In his speech for the Muslim world, Obama mined his childhood to suggest in particular that he, unlike other US presidents, had a special appreciation and understanding for Islam.

“As a boy, I spent several years in Indonesia and heard the call of the azaan (to prayer) at the break of dawn and at the fall of dusk,” Obama said in Cairo. He hoped the appeal would lead to renewed partnerships between Arab nations and the US, though the ensuing Arab Spring led to widespread instability.

Obama has repeatedly used his background and internationalism to ingratiate himself with his audiences and to advance his agenda.

He told the people of Japan that he was the first “Pacific President” in 2009, a nod not only to his childhood but to his vow to shift American foreign policy toward Asia.

In Jakarta a year later to highlight his Asia pivot policy, Obama won over the audience by recalling his boyhood in the sleepy capital, now unrecognizable in the gleaming tiger economy city it has become.

“We had a mango tree out front. And I learned to love Indonesia while flying kites and running along the paddy fields and catching dragonflies, buying satay and baso from the street vendors,” he recounted.

And in Africa he claimed a blood kinship with the continent of his father’s Kenyan ancestors.

“I stand before you as a proud American. I also stand before you as the son of an African,” Obama told the African Union during a speech in Ethiopia last year, using his status as the first US president of African descent to call for reforms in the continent’s corrupt capitals. “Africa and its people helped to shape America and allowed it to become the great nation that it is. And Africa and its people have helped shape who I am and how I see the world.”

Sometimes Obama’s reconciler-in-chief approach to discussing his own country while abroad has caused trouble.

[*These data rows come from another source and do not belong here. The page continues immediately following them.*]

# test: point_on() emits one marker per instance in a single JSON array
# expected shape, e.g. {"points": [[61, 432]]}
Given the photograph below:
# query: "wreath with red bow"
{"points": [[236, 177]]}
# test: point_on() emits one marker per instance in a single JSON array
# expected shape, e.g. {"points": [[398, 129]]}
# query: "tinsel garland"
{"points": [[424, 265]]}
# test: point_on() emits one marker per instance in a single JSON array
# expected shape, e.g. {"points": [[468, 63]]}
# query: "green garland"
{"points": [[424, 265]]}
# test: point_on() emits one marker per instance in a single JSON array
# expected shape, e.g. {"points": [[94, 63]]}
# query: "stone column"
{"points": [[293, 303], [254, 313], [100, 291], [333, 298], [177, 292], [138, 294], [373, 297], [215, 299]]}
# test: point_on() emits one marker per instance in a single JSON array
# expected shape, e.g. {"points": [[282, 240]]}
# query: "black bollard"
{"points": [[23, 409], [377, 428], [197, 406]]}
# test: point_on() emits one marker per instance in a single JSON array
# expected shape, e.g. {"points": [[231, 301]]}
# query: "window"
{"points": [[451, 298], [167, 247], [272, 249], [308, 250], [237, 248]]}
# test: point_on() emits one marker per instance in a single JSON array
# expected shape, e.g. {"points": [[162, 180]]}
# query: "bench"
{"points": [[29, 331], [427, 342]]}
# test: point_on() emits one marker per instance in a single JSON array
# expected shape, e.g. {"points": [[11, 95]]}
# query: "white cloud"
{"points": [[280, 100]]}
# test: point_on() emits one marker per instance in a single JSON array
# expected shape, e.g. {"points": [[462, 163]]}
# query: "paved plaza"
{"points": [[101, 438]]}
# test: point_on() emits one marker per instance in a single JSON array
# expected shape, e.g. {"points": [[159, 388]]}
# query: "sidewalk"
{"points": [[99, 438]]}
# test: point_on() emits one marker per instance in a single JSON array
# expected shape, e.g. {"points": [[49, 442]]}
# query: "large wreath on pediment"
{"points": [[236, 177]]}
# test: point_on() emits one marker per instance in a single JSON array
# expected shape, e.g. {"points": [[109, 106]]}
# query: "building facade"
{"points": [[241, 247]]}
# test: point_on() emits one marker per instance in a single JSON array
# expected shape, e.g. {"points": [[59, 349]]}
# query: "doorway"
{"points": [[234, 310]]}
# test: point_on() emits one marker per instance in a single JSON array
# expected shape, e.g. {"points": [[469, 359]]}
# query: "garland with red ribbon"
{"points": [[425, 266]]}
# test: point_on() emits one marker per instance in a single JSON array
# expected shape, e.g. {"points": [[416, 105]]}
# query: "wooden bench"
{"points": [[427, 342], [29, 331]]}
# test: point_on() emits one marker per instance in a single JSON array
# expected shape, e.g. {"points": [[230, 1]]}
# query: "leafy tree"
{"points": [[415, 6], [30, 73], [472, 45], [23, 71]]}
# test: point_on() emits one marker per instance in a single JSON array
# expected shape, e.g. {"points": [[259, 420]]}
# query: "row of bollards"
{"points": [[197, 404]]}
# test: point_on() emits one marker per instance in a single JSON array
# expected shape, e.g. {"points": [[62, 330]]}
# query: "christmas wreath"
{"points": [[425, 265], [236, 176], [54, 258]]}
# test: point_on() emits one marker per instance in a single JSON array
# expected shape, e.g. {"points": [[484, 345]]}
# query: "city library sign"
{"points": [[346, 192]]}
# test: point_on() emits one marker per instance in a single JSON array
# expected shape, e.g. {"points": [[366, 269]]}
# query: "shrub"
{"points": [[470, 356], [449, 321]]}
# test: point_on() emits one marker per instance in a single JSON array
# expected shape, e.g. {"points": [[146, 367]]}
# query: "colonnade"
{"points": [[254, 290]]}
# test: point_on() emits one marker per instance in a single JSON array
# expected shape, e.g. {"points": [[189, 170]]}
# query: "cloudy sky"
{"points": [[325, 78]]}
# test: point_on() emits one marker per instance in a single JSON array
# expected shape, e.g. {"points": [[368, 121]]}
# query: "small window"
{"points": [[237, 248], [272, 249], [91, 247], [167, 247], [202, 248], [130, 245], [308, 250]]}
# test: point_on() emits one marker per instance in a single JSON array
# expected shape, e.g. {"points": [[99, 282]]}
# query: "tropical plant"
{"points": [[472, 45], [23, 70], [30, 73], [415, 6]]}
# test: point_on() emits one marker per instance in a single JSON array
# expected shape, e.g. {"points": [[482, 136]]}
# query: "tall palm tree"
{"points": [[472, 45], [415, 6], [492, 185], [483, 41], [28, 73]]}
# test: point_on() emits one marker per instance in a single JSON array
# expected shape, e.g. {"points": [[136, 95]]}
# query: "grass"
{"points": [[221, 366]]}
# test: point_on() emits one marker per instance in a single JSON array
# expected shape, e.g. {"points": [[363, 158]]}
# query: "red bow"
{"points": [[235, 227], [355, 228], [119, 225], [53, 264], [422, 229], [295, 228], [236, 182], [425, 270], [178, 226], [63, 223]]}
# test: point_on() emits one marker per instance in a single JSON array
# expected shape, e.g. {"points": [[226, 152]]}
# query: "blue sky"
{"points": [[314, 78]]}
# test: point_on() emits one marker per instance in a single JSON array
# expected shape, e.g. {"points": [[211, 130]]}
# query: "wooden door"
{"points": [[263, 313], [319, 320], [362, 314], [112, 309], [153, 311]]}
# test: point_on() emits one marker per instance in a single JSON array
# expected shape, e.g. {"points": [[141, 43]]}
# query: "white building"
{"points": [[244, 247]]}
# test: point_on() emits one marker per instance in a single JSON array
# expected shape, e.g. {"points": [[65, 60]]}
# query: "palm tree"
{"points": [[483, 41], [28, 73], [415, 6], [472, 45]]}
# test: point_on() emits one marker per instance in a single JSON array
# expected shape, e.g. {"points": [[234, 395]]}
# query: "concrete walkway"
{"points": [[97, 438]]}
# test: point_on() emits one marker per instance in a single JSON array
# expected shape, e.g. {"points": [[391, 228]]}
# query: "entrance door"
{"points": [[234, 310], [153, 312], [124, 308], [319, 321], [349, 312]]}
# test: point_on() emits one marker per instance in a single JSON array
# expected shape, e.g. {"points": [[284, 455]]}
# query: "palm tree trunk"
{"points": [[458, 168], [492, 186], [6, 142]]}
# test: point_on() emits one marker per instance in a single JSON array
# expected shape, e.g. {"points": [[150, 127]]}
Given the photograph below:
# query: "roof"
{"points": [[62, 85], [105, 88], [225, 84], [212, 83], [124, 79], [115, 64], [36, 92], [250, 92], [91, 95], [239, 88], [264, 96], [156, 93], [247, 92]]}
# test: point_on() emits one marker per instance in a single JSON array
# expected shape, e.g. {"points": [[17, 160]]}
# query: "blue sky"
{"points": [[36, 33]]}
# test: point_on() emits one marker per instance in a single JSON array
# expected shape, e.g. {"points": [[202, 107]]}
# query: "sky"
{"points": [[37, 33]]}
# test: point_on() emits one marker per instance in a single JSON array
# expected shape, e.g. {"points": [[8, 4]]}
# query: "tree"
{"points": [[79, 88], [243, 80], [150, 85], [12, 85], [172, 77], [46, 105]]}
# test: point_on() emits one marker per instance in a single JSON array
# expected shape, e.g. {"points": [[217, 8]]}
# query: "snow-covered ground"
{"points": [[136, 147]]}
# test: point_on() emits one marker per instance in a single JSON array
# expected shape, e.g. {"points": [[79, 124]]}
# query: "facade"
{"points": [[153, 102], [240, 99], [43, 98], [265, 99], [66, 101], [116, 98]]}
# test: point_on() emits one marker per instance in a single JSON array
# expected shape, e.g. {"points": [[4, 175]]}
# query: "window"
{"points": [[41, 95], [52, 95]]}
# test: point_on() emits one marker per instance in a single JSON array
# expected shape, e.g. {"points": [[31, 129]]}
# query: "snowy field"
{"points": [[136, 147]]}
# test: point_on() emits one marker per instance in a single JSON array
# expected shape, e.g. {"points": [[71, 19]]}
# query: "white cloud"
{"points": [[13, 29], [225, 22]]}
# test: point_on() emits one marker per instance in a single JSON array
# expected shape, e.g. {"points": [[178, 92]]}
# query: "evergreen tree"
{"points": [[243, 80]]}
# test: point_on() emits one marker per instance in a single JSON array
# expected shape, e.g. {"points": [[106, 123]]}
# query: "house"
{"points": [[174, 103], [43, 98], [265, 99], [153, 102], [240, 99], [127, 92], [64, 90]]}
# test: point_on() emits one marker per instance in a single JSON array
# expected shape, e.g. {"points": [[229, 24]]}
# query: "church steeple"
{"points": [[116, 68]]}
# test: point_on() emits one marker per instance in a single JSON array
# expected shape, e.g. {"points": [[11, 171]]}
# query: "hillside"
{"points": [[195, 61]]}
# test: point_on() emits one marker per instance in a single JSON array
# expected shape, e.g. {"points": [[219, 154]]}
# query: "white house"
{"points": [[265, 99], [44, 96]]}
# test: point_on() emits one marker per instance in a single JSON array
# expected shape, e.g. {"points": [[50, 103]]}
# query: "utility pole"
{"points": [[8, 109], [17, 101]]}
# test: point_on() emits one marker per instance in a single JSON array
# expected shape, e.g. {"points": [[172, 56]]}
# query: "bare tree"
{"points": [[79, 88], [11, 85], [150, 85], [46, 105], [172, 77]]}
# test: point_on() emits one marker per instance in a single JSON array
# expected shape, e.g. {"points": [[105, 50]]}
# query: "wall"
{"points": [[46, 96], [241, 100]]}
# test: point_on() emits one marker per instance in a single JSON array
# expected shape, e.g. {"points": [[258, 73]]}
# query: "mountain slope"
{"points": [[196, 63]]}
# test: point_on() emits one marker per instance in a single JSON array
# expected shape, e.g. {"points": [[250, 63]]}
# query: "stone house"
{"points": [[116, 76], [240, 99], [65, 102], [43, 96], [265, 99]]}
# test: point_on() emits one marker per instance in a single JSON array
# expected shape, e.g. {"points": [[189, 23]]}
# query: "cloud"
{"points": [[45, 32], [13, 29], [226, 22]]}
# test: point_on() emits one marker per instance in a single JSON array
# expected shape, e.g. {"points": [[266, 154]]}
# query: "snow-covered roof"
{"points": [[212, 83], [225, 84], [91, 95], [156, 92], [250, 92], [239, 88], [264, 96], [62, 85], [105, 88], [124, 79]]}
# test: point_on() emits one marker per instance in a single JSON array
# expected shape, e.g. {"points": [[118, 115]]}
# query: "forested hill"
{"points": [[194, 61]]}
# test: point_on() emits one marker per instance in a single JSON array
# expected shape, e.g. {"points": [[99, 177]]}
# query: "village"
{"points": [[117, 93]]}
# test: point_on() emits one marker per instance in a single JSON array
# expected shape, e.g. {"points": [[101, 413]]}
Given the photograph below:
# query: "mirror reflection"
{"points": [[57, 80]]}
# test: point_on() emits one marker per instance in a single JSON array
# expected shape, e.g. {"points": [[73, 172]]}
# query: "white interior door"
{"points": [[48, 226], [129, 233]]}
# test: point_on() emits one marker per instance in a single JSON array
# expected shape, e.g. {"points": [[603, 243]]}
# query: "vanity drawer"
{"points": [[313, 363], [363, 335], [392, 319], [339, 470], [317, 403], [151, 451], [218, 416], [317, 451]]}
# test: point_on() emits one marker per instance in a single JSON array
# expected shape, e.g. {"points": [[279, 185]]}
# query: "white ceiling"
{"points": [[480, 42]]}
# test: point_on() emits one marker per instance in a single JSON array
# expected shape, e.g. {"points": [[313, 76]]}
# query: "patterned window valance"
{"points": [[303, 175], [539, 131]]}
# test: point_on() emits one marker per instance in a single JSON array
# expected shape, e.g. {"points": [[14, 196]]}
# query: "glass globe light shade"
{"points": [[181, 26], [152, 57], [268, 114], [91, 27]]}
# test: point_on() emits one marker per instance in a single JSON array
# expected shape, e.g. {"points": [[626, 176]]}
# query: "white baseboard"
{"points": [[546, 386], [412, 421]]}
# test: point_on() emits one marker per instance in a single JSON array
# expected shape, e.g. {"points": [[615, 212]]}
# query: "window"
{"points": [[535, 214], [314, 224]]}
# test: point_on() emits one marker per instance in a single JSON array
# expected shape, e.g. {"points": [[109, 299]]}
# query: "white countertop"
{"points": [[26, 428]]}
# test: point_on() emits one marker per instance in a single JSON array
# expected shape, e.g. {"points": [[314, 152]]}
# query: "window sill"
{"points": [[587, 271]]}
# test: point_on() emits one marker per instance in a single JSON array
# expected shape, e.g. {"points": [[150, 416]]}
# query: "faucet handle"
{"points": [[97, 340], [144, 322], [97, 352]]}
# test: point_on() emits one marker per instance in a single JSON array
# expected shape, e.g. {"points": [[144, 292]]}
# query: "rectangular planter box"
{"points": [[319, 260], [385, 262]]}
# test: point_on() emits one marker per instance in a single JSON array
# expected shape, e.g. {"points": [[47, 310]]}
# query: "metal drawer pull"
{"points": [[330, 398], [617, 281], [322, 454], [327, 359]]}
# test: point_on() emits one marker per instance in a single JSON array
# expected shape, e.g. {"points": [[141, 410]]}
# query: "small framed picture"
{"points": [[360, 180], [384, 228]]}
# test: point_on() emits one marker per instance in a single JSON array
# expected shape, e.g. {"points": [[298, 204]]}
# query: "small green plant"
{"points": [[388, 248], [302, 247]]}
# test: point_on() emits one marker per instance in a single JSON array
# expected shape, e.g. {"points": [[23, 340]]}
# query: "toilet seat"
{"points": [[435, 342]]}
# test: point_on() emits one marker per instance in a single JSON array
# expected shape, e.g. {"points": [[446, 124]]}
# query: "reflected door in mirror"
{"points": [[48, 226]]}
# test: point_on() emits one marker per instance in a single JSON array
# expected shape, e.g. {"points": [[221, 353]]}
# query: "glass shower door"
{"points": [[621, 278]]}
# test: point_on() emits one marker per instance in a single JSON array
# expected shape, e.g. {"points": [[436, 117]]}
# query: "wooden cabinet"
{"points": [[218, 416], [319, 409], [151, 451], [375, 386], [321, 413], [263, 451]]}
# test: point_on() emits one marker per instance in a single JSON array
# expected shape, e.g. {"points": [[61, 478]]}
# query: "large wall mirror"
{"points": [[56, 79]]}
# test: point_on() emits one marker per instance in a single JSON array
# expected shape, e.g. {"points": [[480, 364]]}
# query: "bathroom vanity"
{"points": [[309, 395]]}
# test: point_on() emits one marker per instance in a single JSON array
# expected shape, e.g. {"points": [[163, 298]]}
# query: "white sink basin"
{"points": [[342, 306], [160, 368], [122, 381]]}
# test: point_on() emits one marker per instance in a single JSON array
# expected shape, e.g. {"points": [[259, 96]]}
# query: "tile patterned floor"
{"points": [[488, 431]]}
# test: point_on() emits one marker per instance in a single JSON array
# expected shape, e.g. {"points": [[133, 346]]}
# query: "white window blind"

In Strasbourg, France, in 2009, his comment that the Germans and French view their countries as just as exceptional as Americans view theirs angered his critics back home.

In his speech in Cairo, Obama’s comment that the trauma of 9/11 had “in some cases … led us to act contrary to our traditions and our ideals” helped fuel claims by his opponents that he had embarked on an apology tour to criticize his own country abroad.

And one lesson of his administration is that the interests of world powers and the depth of global crises are rarely swayed by the personal charms of a US president, no matter how worldly they may be.

And as in the domestic arena, Obama has sometimes been criticized for not following up a big speech with the unglamorous work of implementing policy.

But even if he doesn’t always win policy changes and political plaudits, he often earns goodwill and laughter — occasionally at his customary, and sometimes mangled, attempts to close his speech with a remark in the local lingo.

It’s a way of cutting through the formality of a prepared speech and connecting with an audience.

“Mingalaba!” he proclaimed, using a local greeting in Myanmar to the delight of the audience during his 2012 stop.

In Canberra, he told his audience he had been practicing “strine” — the Australian accented form of English — quickly getting the crowd on his side.

And in South Africa, he attempted not just one but multiple greetings in local languages, proclaiming he’d been practicing.

“How-zit?” he inquired, using the Afrikaans slang word for hello.